R.En lisant les récits de ce qui est arrivé aux survivants du FCI Dublin, je vois des échos de ma propre histoire. Dans le chaos qui a suivi l’annonce de la fermeture de la prison, certaines femmes n’ont eu que 15 minutes pour ranger toutes leurs affaires dans un seul sac. Certains ont déclaré avoir dû jeter des documents essentiels. Ensuite, ils ont été enchaînés au ventre et chargés dans des bus, transportés pendant des heures sans nourriture ni pause pour aller aux toilettes, et dans certains cas sans médicaments nécessaires. Ils ont subi des violences verbales et des menaces pendant le voyage, puis de nouveau dans leurs nouvelles institutions.
Je soutiens les appels à accorder une libération pour raisons humanitaires à tous les survivants du FCI Dublin. Mais s’ils ne veulent pas être libérés de prison, ils méritent d’être traités avec dignité. Nous sommes des êtres humains, qui avons les mêmes droits humains que tout le monde. Ces transferts rapides et irréfléchis montrent que les responsables du BOP ont oublié que déraciner quelqu’un de sa vie, sans voix ni contrôle, peut être dévastateur. Ou peut-être que c’est exactement pour cela qu’ils le font.
Johanna Mills est associée au programme Just Detention International (JDI). Dans ce rôle, Johanna fournit un soutien administratif au programme national de JDI et aux équipes de sensibilisation des survivants. Elle aide également à fournir des informations, des références et un soutien aux survivants incarcérés et à leurs proches. En tant que membre de longue date du Conseil des survivants de JDI, Johanna a été à l’avant-garde de la lutte pour garantir la dignité des personnes incarcérées. Pendant son incarcération, Johanna a travaillé en étroite collaboration avec JDI pour promouvoir de nombreuses initiatives clés, notamment la loi sur l’élimination du viol dans les prisons. Johanna est sortie de prison en 2019.
Dans une déclaration au Marshall Project, un porte-parole du Département californien des services correctionnels et de réadaptation (CDCR) a écrit : « Le CDCR condamne résolument tout membre du personnel qui brise la confiance du public qu’il sert », ont-ils poursuivi. “Le [d]Le département enquête sur toutes les allégations d’abus sexuels, d’inconduite sexuelle du personnel et de harcèlement sexuel conformément à sa politique de tolérance zéro et comme l’exige la loi fédérale sur l’élimination du viol dans les prisons (PREA). La politique PREA du CDCR fournit également des lignes directrices pour la prévention, la détection, la réponse, l’enquête et le suivi des allégations contre les personnes incarcérées.

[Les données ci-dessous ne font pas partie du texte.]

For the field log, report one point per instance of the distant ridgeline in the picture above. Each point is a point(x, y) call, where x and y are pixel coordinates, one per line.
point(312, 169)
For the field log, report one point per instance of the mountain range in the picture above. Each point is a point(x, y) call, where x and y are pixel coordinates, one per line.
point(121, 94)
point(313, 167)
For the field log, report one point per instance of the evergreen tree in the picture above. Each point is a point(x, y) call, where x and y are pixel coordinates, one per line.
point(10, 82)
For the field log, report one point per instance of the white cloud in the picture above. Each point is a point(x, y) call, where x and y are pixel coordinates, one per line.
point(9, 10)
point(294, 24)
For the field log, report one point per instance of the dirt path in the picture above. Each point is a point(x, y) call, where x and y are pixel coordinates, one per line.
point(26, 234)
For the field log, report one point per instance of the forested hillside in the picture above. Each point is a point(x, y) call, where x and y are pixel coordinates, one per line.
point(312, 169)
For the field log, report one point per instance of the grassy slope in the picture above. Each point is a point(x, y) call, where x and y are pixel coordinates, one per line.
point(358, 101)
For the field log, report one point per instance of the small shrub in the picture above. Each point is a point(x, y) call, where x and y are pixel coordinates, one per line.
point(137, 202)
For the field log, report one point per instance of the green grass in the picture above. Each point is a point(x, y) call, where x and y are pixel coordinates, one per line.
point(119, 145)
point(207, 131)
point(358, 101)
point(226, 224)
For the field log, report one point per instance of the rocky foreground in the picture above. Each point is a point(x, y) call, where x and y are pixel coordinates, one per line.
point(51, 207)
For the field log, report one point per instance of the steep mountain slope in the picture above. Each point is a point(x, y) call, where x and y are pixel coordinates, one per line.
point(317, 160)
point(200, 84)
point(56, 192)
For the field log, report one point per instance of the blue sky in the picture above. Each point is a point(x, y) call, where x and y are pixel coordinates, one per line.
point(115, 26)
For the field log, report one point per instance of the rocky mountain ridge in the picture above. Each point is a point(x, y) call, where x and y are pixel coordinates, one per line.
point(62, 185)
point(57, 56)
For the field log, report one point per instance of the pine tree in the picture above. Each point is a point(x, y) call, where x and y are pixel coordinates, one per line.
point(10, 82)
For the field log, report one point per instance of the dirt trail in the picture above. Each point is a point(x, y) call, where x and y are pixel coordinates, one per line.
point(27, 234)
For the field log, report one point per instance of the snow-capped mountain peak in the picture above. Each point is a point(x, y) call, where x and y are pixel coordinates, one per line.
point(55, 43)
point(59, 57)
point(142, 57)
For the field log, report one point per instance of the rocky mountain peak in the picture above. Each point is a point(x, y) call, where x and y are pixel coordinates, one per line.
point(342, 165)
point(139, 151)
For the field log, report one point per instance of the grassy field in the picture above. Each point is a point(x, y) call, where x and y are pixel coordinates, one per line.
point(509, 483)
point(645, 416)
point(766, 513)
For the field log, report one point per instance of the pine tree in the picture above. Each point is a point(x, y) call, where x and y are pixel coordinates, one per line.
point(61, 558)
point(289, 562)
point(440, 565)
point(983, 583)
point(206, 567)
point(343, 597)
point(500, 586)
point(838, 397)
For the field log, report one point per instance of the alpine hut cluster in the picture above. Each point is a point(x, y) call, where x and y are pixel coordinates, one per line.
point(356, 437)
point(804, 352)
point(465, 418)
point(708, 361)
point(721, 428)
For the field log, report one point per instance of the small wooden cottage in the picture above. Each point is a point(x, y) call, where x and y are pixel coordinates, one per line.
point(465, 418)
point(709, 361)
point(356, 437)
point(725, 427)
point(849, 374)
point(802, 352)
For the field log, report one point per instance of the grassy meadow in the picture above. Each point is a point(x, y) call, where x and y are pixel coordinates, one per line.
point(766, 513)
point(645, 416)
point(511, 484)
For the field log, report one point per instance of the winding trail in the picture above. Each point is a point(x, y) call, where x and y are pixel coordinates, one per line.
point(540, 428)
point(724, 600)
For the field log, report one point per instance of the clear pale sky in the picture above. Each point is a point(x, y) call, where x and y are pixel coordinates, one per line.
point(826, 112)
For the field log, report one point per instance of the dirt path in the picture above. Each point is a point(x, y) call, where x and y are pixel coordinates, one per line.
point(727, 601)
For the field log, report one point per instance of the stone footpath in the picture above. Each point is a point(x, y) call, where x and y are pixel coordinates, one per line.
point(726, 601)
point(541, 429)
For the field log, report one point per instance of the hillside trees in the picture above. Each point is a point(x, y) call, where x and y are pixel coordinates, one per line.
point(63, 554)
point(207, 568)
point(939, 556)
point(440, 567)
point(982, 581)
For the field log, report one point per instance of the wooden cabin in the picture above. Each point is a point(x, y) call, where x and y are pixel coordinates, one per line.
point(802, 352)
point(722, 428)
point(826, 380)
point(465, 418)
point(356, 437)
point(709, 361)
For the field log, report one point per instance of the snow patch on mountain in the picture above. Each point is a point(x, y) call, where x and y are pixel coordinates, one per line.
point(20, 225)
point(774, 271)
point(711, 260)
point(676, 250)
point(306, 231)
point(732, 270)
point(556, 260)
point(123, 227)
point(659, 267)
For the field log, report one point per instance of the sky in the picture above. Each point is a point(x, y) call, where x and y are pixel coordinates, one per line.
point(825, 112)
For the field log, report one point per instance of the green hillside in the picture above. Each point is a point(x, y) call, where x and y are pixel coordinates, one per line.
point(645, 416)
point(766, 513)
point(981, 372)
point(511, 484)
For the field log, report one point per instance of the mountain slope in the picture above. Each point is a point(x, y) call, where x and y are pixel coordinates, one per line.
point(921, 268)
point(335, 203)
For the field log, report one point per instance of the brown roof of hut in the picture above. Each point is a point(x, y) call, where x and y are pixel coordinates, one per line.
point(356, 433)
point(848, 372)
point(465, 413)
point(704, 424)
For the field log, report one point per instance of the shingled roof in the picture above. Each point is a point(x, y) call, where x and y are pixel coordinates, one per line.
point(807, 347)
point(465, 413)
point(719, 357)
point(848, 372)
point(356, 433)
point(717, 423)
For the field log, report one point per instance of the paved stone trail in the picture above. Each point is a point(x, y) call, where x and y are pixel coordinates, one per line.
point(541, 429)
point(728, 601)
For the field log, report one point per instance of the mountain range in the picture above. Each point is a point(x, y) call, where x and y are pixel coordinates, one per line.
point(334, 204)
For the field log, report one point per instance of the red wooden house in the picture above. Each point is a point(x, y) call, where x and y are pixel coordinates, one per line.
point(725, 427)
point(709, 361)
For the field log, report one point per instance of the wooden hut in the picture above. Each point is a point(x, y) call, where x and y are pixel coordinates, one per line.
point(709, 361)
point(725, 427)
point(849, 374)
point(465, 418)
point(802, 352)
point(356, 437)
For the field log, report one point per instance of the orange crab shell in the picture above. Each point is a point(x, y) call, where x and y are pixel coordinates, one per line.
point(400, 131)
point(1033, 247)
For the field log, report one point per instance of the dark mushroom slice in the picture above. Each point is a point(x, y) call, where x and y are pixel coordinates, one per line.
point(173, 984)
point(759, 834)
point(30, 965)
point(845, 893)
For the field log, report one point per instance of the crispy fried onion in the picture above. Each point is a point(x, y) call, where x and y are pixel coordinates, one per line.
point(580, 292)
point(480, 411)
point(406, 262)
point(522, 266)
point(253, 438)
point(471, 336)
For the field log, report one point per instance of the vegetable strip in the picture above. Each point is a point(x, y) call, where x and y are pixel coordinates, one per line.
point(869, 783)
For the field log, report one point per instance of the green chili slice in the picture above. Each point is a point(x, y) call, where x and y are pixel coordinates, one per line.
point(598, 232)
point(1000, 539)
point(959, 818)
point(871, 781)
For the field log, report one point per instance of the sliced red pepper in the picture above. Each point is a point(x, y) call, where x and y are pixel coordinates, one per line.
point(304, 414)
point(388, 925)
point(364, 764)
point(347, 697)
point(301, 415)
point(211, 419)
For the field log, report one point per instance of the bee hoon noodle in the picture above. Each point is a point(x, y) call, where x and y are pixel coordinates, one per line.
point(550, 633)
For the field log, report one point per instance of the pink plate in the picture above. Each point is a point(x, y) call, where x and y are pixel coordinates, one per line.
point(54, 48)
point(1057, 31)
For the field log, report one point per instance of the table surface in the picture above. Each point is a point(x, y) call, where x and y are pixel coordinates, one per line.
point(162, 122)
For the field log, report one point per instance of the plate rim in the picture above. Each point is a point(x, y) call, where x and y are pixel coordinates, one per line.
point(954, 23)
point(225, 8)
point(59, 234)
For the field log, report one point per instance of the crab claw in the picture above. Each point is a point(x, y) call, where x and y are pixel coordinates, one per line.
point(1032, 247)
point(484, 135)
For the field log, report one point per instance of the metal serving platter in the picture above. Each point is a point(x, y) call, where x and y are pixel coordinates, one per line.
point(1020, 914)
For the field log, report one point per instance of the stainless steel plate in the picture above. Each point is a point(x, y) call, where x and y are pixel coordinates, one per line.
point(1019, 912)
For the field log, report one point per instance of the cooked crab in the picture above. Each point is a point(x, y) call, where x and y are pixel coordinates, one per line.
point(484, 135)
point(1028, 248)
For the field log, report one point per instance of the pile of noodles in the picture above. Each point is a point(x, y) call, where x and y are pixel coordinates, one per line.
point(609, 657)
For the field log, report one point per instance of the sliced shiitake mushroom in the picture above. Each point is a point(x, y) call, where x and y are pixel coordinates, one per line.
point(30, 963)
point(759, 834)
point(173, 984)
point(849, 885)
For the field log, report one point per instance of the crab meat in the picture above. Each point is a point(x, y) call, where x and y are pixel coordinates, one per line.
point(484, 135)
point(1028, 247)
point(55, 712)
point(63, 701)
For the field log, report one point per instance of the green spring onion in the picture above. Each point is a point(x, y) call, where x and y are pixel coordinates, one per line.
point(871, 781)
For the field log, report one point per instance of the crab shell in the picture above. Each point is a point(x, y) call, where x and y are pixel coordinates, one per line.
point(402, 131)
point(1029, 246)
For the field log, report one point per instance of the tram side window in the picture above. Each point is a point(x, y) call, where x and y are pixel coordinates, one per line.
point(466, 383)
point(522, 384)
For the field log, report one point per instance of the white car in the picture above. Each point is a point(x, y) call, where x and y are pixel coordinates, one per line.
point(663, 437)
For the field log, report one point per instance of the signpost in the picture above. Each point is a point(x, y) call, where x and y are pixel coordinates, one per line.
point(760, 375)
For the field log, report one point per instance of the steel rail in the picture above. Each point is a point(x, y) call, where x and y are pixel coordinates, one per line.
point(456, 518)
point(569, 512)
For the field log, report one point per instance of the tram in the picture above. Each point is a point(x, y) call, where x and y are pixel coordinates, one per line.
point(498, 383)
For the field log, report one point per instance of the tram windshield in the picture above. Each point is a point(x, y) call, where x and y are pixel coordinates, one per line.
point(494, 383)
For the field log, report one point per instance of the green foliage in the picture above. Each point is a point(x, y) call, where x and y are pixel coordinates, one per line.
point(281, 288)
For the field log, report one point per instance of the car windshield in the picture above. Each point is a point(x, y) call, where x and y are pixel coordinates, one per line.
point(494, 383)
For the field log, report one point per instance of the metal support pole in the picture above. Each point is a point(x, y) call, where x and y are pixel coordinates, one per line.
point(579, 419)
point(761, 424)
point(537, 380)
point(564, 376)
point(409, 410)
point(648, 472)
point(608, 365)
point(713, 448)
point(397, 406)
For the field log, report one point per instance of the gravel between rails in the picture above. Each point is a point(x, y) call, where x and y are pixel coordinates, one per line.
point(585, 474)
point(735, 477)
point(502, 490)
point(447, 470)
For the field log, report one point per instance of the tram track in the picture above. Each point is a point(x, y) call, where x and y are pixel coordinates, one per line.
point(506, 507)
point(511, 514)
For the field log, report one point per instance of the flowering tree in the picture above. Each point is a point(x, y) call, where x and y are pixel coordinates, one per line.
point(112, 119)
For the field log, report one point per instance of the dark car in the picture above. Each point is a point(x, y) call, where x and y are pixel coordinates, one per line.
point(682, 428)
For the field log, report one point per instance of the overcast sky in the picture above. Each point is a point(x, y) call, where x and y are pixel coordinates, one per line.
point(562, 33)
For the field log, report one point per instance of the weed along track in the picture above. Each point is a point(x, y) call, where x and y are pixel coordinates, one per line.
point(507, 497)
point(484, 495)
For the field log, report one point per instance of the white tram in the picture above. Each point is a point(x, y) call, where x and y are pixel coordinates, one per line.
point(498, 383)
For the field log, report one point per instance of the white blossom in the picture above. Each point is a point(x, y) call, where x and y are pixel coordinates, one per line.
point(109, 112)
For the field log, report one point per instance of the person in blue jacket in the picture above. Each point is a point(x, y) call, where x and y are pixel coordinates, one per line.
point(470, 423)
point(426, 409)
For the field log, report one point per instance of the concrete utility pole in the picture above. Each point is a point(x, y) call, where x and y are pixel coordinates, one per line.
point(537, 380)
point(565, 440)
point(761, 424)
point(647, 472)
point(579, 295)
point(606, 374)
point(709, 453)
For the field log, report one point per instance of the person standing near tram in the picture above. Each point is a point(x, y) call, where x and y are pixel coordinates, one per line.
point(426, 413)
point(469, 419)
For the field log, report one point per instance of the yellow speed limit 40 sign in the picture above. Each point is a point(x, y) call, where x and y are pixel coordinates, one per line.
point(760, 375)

Concernant les représailles auxquelles Mills a été confronté en prison, un autre porte-parole a ajouté que le CDCR est « limité dans les informations qu’il peut fournir sur une personne incarcérée actuelle ou ancienne, y compris des informations sur les plaintes pour mauvaise conduite ou les rapports de menaces ».
Le responsable de l’information publique du département correctionnel du Nevada n’a pas répondu aux demandes de commentaires au moment de la publication.